You probably know by now that Maine voters overturned a law approving same-sex marriage. But Tuesday brought one bit of good election news: voters in Washington approved Referendum 71, albeit by a narrow margin. Referendum 71 asked voters whether they supported the state legislature’s decision in the summer to expand the rights of same-sex couples, effectively giving them most of the rights of married couples without using the term "marriage."
But why was Referendum 71 on the ballot anyway? As has happened in a few states now, voters opposed to same-sex unions decided to take action to block the state legislature’s decision. Various groups opposed to same-sex marriage successfully launched a petition drive in Washington to place a referendum on the ballot that could overturn the newly enacted statute.
Which brings me to the subject of today’s post. Some gay rights advocates wanted access to the names of those who signed the petition. The group principally responsible for sponsoring the petition drive, Protect Marriage Washington, sued to prevent release of the names, arguing that release of the identity of the signers placed them at risk of being harassed.
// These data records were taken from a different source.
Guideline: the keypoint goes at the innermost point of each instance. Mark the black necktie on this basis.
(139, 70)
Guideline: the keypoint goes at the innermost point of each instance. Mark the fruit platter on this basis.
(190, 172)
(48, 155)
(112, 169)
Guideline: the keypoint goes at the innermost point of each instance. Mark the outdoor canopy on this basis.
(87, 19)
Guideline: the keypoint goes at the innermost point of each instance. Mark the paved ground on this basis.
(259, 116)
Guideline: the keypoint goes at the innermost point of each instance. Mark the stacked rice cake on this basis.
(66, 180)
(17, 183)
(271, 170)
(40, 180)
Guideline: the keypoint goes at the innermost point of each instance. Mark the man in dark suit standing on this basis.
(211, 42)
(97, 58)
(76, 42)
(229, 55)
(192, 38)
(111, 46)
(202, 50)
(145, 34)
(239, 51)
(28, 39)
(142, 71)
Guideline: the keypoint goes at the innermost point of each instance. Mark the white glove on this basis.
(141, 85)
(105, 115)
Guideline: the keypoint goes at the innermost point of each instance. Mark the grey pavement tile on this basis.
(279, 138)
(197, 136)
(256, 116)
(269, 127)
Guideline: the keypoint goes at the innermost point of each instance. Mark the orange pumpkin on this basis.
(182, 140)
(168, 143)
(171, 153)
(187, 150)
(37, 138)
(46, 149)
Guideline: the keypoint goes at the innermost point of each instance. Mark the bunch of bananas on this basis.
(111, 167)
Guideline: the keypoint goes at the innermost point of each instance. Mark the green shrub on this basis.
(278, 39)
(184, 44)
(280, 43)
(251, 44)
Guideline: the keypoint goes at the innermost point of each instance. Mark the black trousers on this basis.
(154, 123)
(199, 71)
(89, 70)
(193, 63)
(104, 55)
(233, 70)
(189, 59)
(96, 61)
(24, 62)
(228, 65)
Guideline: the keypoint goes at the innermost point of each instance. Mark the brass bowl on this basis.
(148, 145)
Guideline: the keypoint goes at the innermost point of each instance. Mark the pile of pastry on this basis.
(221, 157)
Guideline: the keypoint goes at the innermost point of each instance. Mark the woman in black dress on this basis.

A federal district court judge agreed, and after various rounds of litigation, the Supreme Court ruled on October 20, upholding the district judge’s decision to ban release of the names.
Some gay rights groups have claimed foul, saying that the signatures should be considered a matter of public record. And that authority on all things, Stephen Colbert, even did a piece poking fun at the petitioners, who he claimed merely want to keep their bigotry private.
I disagree. Signing a petition is not that different from voting. And for the same reasons that we use the secret ballot, we should not disclose the identity of people who sign petitions. Presumably, we want to encourage people to express their true views, whatever they are, and not to suppress them out of fear of retaliation, even if those fears may be somewhat exaggerated (as I think they were in this instance).
Two arguments on the other side that I have heard are, first, that state and federal laws typically require the disclosure of financial contributors to political campaigns, including campaigns involving referenda. True, but disclosing the identity of contributors serves the purposes of deterring corruption and of enforcing limits on campaign contributions. We have a right to know who may be trying to buy influence and who may be funding campaigns. There is no comparable benefit to disclosure of signatories to a petition.
Another argument is that petitioners should have the courage of their convictions and should be willing to have their names disclosed to the public. In principle, I agree. In many cases, petitioners are proud to disclose their names, even when there is a clear risk to their safety, as opposed to a speculative risk. (To take but one example, think of the petitions the American colonists submitted to the British government.) But laws are made to protect the timid as well as the courageous. If someone does not want her/his name disclosed, we should not force disclosure.
Finally, it is unfair to maintain that the request to withhold petitioners’ names serves only as a cover for bigotry. Depending on the circumstances, it can provide significant protection to those fighting bigotry. The only other time the Supreme Court addressed a comparable issue was in the 1950s when Alabama wanted to compel the NAACP to disclose membership lists. Wisely, the Court decided such a requirement was unconstitutional as it would have had a chilling effect on citizens’ rights of free association.
Let petitioners keep their names hidden from public scrutiny if the want. It will not affect discussion of the substantive issues presented by any petition, and it may just foster participatory democracy.